The pictures of Chinese-made sweaters, bras and trousers piled up in boxes in European ports have been a powerful symbol of the "flood" of foreign garments entering the EU.
But the threat to European textile producers -- and especially to European jobs -- is exaggerated, experts say. In fact, those most hurt by Chinese exports are companies -- often European-owned -- producing the same kinds of clothing in North Africa, Turkey and other low-cost countries.
Although imports from China have surged, those from elsewhere have receded, according to data supplied by the EU. Overall clothing imports to the union actually shrank 9.7 percent in the first five months of the year, compared with the period last year.

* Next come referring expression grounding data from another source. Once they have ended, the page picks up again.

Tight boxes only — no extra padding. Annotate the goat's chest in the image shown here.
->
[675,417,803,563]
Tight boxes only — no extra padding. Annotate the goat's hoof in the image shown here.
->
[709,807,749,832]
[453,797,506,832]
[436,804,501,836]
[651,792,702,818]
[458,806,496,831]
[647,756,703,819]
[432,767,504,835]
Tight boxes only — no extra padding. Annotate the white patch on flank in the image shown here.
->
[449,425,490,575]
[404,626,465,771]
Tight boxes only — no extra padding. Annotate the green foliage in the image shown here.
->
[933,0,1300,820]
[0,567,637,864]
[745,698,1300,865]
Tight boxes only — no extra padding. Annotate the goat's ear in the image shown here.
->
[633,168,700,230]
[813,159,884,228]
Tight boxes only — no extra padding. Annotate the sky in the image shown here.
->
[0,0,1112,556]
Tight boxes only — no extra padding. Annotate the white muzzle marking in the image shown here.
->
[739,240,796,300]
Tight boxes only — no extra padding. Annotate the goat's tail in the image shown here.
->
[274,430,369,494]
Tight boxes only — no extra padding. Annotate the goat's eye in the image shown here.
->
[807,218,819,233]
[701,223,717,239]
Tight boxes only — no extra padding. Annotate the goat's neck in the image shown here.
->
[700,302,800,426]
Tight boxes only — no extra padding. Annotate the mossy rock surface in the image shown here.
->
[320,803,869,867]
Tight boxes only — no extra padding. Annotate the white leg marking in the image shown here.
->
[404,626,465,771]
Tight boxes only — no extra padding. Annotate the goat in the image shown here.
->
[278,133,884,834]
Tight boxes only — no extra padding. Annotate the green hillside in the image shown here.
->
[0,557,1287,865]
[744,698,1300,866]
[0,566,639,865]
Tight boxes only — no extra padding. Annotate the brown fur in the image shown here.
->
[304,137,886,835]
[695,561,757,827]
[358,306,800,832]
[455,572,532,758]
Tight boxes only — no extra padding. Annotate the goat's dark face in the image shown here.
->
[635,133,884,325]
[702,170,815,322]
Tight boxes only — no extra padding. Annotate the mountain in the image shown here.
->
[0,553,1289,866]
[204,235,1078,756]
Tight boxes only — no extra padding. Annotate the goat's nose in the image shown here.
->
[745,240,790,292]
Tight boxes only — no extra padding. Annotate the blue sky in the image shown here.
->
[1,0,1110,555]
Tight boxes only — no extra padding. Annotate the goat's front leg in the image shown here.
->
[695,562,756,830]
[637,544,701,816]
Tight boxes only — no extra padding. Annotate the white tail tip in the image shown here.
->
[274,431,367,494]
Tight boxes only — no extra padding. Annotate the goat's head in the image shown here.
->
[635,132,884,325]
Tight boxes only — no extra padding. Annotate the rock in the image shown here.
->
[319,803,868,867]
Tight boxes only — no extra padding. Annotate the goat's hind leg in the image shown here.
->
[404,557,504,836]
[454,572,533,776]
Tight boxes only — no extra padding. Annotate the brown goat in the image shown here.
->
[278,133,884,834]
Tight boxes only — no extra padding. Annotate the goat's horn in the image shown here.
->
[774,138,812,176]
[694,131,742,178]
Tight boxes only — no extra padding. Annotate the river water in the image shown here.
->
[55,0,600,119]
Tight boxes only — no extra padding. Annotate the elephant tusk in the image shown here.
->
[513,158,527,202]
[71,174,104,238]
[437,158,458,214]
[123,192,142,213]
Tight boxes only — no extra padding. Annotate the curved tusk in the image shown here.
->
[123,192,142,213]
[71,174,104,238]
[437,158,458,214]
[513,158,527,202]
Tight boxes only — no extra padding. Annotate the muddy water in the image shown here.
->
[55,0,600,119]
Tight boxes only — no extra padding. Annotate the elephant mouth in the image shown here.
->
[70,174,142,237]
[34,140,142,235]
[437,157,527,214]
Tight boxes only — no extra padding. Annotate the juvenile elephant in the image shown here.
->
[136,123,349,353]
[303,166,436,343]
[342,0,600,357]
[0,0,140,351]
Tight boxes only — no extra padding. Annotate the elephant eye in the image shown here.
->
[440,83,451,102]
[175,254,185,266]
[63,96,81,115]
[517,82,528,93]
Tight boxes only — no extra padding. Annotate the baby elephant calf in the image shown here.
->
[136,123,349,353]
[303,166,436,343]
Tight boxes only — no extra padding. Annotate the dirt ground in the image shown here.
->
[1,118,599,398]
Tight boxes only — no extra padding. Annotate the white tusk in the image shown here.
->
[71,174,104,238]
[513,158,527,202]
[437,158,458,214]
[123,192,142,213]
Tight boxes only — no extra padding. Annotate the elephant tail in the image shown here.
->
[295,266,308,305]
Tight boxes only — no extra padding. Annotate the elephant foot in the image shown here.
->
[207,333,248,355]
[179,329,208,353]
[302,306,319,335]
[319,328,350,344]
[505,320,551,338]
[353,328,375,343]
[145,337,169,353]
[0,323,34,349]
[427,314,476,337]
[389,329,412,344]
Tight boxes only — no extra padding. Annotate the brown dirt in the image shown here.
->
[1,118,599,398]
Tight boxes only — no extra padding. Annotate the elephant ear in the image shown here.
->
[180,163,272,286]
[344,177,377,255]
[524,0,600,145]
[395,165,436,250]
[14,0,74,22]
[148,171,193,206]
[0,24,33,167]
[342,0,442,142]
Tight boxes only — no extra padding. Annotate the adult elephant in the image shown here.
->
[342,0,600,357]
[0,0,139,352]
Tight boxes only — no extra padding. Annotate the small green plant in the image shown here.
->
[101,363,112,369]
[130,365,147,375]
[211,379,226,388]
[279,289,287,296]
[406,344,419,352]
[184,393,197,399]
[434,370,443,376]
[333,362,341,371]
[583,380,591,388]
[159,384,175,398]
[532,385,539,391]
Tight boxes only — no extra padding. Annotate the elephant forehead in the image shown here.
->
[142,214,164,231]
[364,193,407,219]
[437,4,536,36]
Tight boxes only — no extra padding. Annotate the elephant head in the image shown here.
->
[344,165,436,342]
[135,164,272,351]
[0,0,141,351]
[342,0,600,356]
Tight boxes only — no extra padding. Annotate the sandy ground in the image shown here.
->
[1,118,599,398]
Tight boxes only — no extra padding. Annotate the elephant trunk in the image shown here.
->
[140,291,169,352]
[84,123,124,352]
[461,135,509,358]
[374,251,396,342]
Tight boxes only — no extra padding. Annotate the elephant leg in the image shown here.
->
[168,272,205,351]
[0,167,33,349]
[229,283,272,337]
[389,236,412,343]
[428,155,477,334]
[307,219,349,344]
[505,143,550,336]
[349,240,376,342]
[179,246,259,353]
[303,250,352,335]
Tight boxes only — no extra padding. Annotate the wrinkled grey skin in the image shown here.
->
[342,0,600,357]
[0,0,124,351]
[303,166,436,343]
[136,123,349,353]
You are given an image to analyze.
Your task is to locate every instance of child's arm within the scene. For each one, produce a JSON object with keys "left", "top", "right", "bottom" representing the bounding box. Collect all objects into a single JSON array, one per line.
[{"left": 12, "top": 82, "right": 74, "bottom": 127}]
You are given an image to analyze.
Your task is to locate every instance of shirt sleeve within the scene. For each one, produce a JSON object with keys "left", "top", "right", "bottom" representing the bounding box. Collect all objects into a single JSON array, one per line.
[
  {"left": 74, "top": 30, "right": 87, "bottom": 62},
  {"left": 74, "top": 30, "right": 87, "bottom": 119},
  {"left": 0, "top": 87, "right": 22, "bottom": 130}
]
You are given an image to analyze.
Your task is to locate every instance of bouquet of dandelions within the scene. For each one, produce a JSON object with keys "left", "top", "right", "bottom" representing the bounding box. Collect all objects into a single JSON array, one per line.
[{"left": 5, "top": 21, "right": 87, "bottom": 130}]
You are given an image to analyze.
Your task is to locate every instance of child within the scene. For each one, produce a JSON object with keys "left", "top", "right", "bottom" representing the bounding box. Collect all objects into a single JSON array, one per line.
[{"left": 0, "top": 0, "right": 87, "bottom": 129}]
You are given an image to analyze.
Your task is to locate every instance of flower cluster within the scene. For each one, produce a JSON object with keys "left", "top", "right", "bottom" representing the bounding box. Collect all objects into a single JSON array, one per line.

A top official at the French Trade Ministry -- one of the most vocal advocates of strong European action to block the Chinese imports last spring -- said on Monday that one of the main motivations was to protect European-owned textile producers in countries such as Morocco, Tunisia and Turkey, that had been muscled out by cheaper Chinese imports.
"This is a very important concern for France," said the official, who wanted his name withheld because he was not authorized to speak publicly.
This is not only to protect French businesses in these countries, but to maintain political stability in those countries, he said.
With textiles often the largest employer in those places, "It will create social and political problems if thousands of people become unemployed in Tunisia or Morocco."
French textile manufacturers, by contrast, produce high-end clothing, not T-shirts and jeans, he said.
"This is not politically correct to say, but for the products that we import from China, it's been a long time that we haven't produced those things," he said.
Retailers and importers have warned of shortages in recent weeks as Chinese-made garments have been stuck at European ports. The importers have argued the quotas were imposed too quickly for them to adjust. Retailers apparently rushed to order clothing in anticipation of the quotas, and very quickly hit their ceilings, leaving the clothing stranded.
Peter Mandelson, the European trade commissioner, who negotiated the reimposition of quotas with China in June, said on Monday that he had begun procedures to release the 80 million garments stuck in European ports, without elaborating.
He did not say how future quotas would be affected. European negotiators left Beijing on Monday without an agreement after four days of talks, though the mission there will continue to negotiate.
He also chastised those in Europe who have compared the shortages of clothing facing retailers now with shortfalls during wartime.
"I do not think that the scare stories about clothing shortages comparable to those experienced in the last world war are remotely justified, and I hope such hyperbole can now be put aside," he said.
Laurent Ruessmann, an international trade lawyer at Sidley Austin Brown & Wood in Brussels, Belgium, said the European troubles in implementing quotas were giving pause to negotiators from the US, who are also trying to reach a deal to limit Chinese imports. Negotiations with the US are to begin this week.
Retailers and importers have warned Washington not to act hastily, Ruessmann said.
"They are saying, `Hey, be careful: Don't do the same stupid thing the EU did,"' Ruessmann said. "Make sure you have some sort of transition period."
Ruessmann said he was surprised that China agreed to the quotas that restricted growth in some of their textile exports to the EU to 8 percent to 12 percent. The Chinese clearly have the upper hand in the dispute, he said.
"They really do have the Europeans over a barrel," Ruessmann said. "They could send these Europeans packing and say, `Listen, you guys abused us with that agreement and now you're paying the consequences. So don't come crying to us, because we're not going to help you."'
Ruessmann's firm is representing a British retail group in the dispute with the European Commission over when and how the Chinese-made garments will be released.